Date:July 3rd, 2014 01:57 pm (UTC)

Groundhogs Day?

I see this as another example of redemption, though the Bill Murray character is not deeply evil, but a thoughtless cad.
[User Picture]
Date:July 3rd, 2014 04:41 pm (UTC)

Re: Groundhogs Day?

Groundhog's Day is a good redemption story...the guy is a jerk and he learns to be a better guy.
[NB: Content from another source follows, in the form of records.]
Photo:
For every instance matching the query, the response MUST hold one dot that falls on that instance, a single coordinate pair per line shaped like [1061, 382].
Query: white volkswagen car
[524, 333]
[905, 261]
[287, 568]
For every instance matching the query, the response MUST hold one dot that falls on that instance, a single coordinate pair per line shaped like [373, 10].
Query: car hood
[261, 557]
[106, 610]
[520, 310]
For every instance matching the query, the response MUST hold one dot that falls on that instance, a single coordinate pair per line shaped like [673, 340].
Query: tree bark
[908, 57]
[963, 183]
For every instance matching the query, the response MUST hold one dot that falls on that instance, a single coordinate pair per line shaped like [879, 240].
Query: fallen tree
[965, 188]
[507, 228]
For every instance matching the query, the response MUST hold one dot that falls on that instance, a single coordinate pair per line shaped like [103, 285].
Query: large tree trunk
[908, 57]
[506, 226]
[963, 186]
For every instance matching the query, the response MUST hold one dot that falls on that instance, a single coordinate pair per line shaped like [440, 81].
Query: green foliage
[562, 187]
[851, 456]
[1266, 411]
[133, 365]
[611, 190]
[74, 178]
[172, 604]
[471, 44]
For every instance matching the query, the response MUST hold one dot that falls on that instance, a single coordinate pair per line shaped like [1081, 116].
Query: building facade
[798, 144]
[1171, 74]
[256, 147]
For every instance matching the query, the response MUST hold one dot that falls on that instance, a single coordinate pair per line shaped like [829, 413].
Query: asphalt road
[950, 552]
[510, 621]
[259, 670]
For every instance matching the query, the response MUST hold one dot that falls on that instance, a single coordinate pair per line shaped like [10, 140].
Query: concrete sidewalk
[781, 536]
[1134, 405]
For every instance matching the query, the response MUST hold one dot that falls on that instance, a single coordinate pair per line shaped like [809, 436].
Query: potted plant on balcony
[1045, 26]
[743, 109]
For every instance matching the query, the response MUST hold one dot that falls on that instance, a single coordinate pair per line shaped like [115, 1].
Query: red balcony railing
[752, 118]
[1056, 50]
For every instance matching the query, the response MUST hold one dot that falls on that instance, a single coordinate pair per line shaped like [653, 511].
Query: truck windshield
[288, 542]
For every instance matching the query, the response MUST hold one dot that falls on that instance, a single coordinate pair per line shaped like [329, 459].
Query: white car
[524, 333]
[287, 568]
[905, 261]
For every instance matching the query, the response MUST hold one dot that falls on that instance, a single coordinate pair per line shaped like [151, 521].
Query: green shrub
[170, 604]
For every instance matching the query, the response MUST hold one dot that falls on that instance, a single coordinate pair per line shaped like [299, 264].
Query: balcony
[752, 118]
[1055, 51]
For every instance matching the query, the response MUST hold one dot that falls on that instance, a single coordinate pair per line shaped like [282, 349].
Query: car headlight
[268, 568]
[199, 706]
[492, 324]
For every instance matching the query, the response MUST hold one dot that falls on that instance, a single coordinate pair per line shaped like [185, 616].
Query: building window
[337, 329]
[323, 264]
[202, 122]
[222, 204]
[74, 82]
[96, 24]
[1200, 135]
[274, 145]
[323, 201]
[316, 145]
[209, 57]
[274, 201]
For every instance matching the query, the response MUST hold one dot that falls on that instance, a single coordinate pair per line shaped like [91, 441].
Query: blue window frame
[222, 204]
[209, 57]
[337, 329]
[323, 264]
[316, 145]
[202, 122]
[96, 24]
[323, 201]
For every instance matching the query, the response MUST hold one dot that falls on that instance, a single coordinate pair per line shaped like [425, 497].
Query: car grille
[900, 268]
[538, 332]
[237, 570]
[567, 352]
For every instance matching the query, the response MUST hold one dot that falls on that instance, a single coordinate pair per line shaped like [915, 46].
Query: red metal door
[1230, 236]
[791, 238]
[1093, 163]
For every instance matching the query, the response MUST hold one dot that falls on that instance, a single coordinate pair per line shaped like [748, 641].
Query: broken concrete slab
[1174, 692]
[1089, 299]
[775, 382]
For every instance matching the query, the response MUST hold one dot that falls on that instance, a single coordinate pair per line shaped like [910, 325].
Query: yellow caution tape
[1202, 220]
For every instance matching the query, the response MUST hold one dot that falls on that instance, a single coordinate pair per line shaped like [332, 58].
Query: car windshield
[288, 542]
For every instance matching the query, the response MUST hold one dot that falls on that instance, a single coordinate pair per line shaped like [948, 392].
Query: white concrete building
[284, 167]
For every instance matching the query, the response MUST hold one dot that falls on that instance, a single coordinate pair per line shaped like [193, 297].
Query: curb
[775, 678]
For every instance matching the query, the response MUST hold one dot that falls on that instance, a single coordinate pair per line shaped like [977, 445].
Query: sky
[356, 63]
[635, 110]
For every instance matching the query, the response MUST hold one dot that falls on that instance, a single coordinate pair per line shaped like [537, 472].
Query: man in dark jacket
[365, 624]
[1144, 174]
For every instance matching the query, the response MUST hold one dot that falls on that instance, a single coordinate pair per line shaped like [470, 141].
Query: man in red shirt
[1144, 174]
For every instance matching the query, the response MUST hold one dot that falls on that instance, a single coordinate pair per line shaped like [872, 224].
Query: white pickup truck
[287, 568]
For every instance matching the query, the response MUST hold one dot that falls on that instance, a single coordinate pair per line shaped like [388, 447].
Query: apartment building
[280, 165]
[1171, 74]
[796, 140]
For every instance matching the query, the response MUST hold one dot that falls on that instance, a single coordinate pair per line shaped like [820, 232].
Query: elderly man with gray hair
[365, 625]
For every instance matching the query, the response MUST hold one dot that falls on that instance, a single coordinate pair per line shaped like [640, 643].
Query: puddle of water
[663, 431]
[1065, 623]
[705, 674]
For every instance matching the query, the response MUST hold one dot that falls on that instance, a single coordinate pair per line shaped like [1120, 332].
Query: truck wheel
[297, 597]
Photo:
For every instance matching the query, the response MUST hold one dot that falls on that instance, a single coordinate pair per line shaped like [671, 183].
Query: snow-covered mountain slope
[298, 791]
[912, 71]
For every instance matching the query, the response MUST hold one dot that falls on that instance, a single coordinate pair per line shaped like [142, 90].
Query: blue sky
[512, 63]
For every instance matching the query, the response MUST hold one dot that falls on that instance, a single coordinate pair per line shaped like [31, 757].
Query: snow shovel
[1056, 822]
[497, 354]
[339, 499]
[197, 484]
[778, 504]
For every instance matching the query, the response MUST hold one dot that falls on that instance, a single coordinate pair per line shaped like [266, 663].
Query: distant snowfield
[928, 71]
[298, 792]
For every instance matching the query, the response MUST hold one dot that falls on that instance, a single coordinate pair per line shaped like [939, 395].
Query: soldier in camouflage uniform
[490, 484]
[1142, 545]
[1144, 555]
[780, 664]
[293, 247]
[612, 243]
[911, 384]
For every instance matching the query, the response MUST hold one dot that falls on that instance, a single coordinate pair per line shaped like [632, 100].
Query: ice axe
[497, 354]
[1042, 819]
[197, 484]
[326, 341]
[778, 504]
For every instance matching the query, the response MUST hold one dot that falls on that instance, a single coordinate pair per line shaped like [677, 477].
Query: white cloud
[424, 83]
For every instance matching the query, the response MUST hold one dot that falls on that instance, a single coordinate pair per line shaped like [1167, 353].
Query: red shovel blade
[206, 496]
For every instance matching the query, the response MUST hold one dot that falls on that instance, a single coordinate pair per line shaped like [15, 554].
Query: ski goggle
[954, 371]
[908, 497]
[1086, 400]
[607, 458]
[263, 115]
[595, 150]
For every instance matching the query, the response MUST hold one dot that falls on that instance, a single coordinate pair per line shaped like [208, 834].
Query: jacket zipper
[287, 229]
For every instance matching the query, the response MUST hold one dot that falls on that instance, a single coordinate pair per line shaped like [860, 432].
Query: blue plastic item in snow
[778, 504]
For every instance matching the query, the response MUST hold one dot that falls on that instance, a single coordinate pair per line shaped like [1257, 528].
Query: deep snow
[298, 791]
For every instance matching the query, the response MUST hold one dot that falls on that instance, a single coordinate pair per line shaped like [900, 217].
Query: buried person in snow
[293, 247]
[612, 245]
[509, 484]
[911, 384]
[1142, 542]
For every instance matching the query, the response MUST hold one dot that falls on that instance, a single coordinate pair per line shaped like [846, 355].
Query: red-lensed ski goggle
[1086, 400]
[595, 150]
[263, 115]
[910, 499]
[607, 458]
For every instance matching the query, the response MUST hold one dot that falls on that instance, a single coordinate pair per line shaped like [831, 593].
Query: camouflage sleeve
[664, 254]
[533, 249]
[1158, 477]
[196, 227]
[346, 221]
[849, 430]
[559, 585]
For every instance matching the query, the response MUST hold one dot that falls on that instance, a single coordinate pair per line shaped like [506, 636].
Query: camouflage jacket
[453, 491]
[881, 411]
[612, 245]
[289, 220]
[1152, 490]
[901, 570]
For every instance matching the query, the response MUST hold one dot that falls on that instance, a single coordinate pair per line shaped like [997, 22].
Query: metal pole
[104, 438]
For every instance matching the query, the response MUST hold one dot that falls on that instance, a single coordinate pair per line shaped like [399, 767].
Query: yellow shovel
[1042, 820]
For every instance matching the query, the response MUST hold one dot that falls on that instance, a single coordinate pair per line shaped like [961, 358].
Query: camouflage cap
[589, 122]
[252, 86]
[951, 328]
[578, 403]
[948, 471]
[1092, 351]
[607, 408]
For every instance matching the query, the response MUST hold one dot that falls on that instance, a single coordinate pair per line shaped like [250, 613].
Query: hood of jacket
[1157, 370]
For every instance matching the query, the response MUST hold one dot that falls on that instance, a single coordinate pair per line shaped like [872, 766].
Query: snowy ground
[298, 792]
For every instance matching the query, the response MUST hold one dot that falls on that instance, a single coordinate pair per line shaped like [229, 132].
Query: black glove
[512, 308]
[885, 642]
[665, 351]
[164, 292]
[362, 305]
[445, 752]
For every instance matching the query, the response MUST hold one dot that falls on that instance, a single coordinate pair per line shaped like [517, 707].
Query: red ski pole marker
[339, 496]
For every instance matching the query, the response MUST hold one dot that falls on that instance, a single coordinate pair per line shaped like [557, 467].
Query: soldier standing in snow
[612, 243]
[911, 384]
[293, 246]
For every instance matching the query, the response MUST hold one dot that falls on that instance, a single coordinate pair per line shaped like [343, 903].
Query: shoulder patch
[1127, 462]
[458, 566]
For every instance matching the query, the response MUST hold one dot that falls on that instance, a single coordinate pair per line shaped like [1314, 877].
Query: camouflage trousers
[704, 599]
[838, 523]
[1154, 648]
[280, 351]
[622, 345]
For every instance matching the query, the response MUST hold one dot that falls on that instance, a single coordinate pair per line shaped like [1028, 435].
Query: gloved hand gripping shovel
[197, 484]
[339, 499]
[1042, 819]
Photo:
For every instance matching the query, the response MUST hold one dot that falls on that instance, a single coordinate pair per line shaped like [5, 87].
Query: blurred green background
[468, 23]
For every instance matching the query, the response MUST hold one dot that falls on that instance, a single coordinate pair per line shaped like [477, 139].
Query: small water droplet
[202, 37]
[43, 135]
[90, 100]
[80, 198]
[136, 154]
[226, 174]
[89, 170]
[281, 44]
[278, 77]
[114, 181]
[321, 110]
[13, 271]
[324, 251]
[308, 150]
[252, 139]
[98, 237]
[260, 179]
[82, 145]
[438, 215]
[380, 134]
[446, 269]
The movie doesn't blame anyone else for his actions. ;-)
[User Picture]
Date:July 3rd, 2014 02:51 pm (UTC)
I recently re-listened to the soundtrack of Wicked for the first time in about five years and was expecting to be annoyed--it's sort of the ur-Maleficent, after all, and I could easily see some executive pitching that movie as "It's Wicked, but with Maleficient instead of the Wicked Witch!" I was pleasantly surprised to find that I still enjoyed it and have been trying to figure out what made it different from movies like this. You hit the nail on the with "blaming the victim." In Wicked (the musical, anyway--I haven't read the book), the villain isn't Dorothy or the Munchkins; it's the Wizard, who cons the population of Oz into turning on Elphaba because he finds her politically inconvenient. This isn't a stretch-- after all, in the source material, the Wizard is a con artist who gets the people of Oz to set him up as an unquestioned magical dictator, and even though he acts benevolently toward Dorothy and her friends, that's a villainous thing to do. Instead of turning a hero into a mustache-twirling villain, the musical turns a morally shady character into a mustache-twirling villain--a far more defensible action.
[User Picture]
Date:July 3rd, 2014 04:42 pm (UTC)
John read part of the book WICKED and hated it...but I have heard that the musical is better.
From:Will Linden
Date:July 3rd, 2014 03:06 pm (UTC)

Poor Scrooge

And another point, as Fred says, is "Who suffers from his ill nature? Always himself! He takes it into his head to dislike me, and as a result he misses this delightful dinner."
Date:July 21st, 2014 03:18 pm (UTC)

well said!

A very well thought out argument, and not just because I agree with it. It is symptomatic of our modern society, where relative morality takes over, in a well intended, but misguided attempt to place the blame on exactly no one. The problem is that this is also the path of being an 'evil apologist'. Manson may have been abused as a child, and certainly all those drugs didn't help his decision making process, but he still chose to commit, of his own free will, inhuman acts against people who did not deserve such suffering, and he would remain to this day a threat to everyone he encountered if he were free. As are numberless monsters who share cages across the world. It is hard to face evil, and even harder to oppose it. But if no one does, would the monsters of the world someday waste energy making apologies for all the dead 'misunderstood kind people'? Of course not. They'd simply see them as weak, and forget them.

Also, that orphanage attacked me, it was self defense.

[User Picture]
Date:July 21st, 2014 03:40 pm (UTC)

Re: well said!

>Also, that orphanage attacked me, it was self defense.


I bet that was Anakin's excuse for slaying the "Younglings."